Paso por la Plaza de Pirámides y mis ojos se quedan junto a los puestos de banderas que empiezan a montarse. De las furgonetas salen varillas largas y tableros. Las señoras abren sillas plegables mientras sus maridos trajinan la estructura y comprueban la firmeza de las mesas. Las bufandas rojiblancas se mecen con los restos de viento que dejó esa tormenta tan facinerosa que anunciaron las televisiones. Es por la tarde. El Vicente Calderón es una ballena dormida. El cetáceo tiene puertas diminutas por las que entran y salen pequeños seres del negocio del fútbol. Junto a la mole orgánica pasa un río, casi una broma de la naturaleza, un capricho orográfico dejado caer al azar desde una mano en lo alto. Si me sitúo en Puerta de Toledo podría ver mi infancia bajando de la mano de mi padre al estadio. Había un delantero argentino de larga melena negra que congregaba a las masas. La necesidad de los milagros, era eso. La gente acudía por esa razón y bajaba la gran avenida con las manos en los bolsillos para asistir a la demolición del imposible. En la tribuna de prensa se podía ver la nube de humo que flotaba. En 1976 se fumaba tabaco negro. Mi padre sujetaba con maestría su cigarrillo Rex, con displicencia, como debe hacerse, sin prestar mucha atención al acto en sí. Los jugadores salían a la hierba y yo me apoyaba en una especie de escritorio o tablilla de madera en la que los periodistas escribían sus crónicas. El tabardo oscuro de mi padre y sus gafas de pasta. El cielo de Madrid que, víctima del invierno, se apagaba hasta lo negro. Mi mirada siguiendo al delantero de la melena oscura, un animal que hacía rugir a los demás animales. Cuando marcaban gol me daba miedo. El grito se multiplicaba y se erigía en monstruo metálico. Las manos apuntaban a lo alto. Los bolígrafos hacían constar la hazaña entre la humareda. En el descanso olía a cerveza. Los mostradores de Mahou. Los camareros viejos de pelo engominado. Las colas en los lavabos. La hombría. El humo no descansaba. Velaba el césped como un ángel parcial.
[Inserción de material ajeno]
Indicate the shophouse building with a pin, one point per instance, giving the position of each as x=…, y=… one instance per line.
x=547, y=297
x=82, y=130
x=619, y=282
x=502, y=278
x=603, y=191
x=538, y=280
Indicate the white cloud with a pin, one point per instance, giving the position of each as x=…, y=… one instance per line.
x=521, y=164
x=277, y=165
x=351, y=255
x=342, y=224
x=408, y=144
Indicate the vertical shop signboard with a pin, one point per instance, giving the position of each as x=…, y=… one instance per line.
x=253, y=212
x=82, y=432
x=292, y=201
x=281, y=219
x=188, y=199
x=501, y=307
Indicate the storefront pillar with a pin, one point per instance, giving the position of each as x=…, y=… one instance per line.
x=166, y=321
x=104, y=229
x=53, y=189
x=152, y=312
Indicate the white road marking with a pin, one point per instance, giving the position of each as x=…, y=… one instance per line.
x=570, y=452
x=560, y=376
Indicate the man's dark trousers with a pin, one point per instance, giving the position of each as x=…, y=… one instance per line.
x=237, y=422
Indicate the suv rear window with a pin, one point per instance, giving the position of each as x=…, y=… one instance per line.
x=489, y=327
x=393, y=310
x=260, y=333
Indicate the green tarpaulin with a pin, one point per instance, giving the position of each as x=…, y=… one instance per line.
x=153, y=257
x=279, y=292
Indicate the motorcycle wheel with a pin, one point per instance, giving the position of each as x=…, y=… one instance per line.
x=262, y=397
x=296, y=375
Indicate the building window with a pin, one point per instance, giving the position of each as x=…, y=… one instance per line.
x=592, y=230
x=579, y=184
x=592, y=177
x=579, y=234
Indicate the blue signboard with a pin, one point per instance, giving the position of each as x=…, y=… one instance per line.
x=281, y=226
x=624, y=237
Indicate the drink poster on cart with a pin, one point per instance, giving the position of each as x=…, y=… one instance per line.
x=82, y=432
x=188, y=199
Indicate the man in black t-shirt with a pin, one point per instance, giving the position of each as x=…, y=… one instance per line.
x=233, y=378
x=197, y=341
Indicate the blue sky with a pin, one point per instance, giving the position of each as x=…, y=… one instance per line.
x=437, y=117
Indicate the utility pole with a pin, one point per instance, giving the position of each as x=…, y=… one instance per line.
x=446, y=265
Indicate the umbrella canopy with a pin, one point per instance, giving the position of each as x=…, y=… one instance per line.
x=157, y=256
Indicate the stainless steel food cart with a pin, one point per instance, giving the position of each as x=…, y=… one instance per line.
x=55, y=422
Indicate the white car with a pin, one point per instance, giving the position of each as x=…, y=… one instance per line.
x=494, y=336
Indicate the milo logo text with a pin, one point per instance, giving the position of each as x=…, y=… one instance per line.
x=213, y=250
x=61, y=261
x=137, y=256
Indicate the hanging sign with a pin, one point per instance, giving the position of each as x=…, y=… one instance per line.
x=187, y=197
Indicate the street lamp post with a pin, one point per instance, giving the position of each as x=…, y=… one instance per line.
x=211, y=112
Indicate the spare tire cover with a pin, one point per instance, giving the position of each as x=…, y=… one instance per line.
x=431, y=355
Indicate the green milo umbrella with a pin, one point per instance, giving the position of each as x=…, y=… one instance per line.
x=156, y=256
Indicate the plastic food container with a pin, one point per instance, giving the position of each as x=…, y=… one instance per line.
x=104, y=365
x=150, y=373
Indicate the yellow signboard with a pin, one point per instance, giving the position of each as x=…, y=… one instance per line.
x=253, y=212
Hacía sus cálculos desde arriba. La segunda parte era una repetición de la primera pero con un bocadillo en la mano. Quizá otro gol del Ratón Ayala. Quizá la lluvia agujereando la bolsa de humo. La voz de mi padre vaticinando el empate. A la salida había que subir la cuesta. La mano de mi padre sobre mi hombro. El frío posaba la suya en mi hombro libre. Los tres cogíamos el autobús en la plaza, frente a la Puerta de Toledo.
Hoy me ha costado arrancar a mis ojos de allí. Habían reconocido el escenario treinta y tantos años después. Las aceras son cementerios de recuerdos en los que tu nostalgia pone cruces y goles y tardes que hace millones de años dejaron de existir.